O local não serve apenas para moradia, mas principalmente procura oferecer um espaço seguro onde mulheres possam participar de oficinas e cursos, discutir violências no trabalho, maternidade. Um caso especial, se lembra Indira, exemplifica como um casamento pode ser violento sem agressão física. “É a violência da solidão. É entender que você viveu a vida inteira em função de outras pessoas e que não foi para compartilhar uma vida, um relacionamento. E quando essas pessoas saíram, você se reduziu a que? A empregada doméstica. Isso é uma violência também, reduzir o trabalho de 25 anos a nada”, diz

“Nós temos mulheres morando aqui por necessidade, mas nosso maior objetivo é que esse seja um espaço de fomento, de discussão sobre essa pauta da violência e sobre outras pautas que também dizem respeito às mulheres”, define Indira. Ao longo de dois anos, as voluntárias contabilizaram o atendimento a mais de 280 mulheres, contando com a passagem de mais de 10 mil pessoas em eventos como o brechó que ocorre mensalmente. Feito de forma autônoma e autogestionada, o trabalho da Casa conta com o apoio do governo estadual apenas no pagamento de contas de água, luz, impostos territoriais e pequenos reparos.

Até mesmo os quatro porteiros que se revezavam na vigia da entrada foram retirados pela Fapemig. A Casa firmou um Termo de Cessão do espaço que ocupam com duração de dois anos, tendo sido encerrado, portanto, em junho deste ano. Questionada, a Secretaria de Estado de Direitos Humanos, Participação Social e Cidadania (Sedpac) informou que encaminhou à Fapemig a demanda de renovação do Termo de Cessão. Por enquanto, a organização e o governo do estado têm um “acordo de cavalheiros” que permite a continuidade do projeto por tempo indeterminado – tecnicamente, elas podem ser retiradas a qualquer momento.

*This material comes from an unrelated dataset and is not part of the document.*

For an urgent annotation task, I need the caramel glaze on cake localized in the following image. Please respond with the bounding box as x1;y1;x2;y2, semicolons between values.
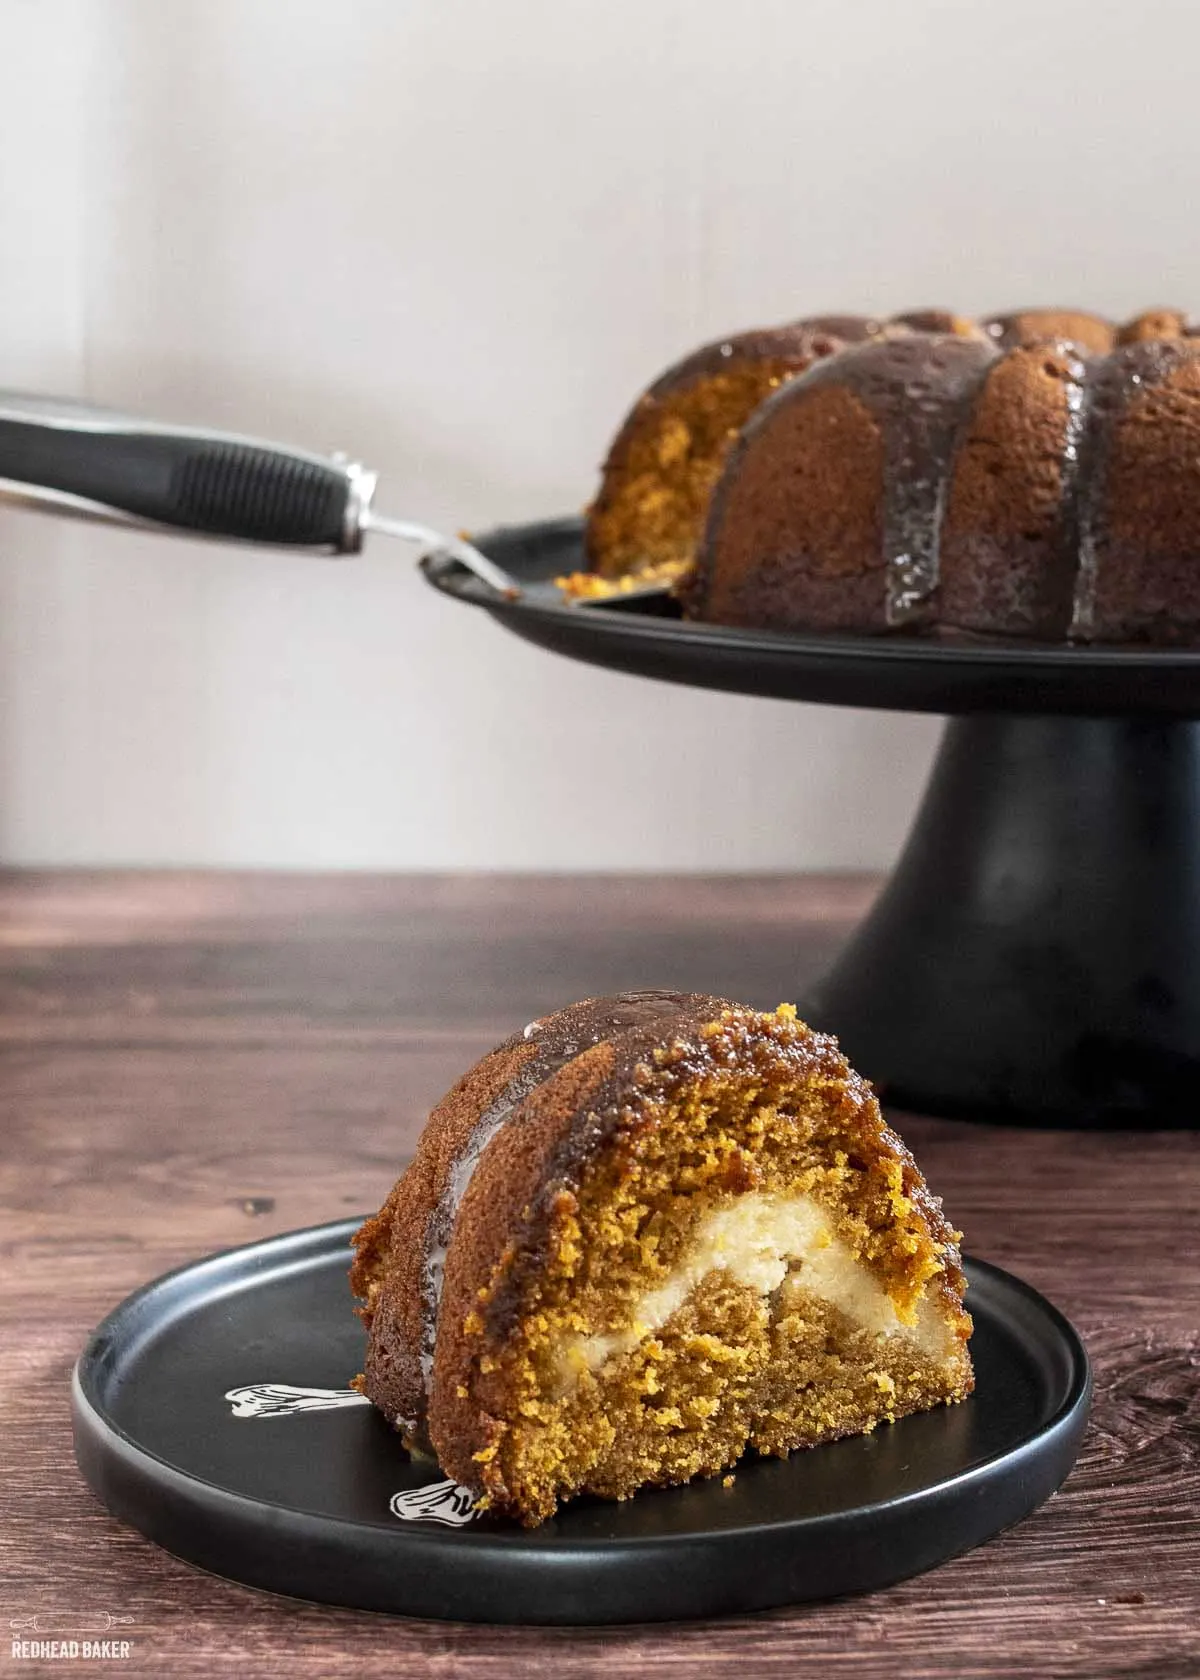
681;307;1200;642
351;991;973;1526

“Infelizmente é nessa política que está aí que a gente tem visto nenhum investimento em políticas para mulheres, em que mais de 433 mulheres foram assassinadas (dados da Secretaria de Estado de Segurança Pública (Sesp) apontam o número em 2017), em que agentes da polícia foram os principais responsáveis por feminicídios. É um estado que não tem assegurado políticas para mulheres”, lamenta a coordenadora.

A Tina Martins também cobre a demanda de mulheres que não são naturais de Belo Horizonte, atendendo as nascidas no interior de Minas Gerais, em outros estados e até migrantes – muitas encaminhadas pelos próprios consulados. Além do Consórcio de Promoção da Cidadania Mulheres das Gerais, que abrange apenas oito municípios da região metropolitana, os instrumentos de enfrentamento à violência contra a mulher são municipais, portanto as cidades que não possuem a estrutura necessária ou mulheres sem residência fixa nestes locais acabam ficando desamparadas pelos governos.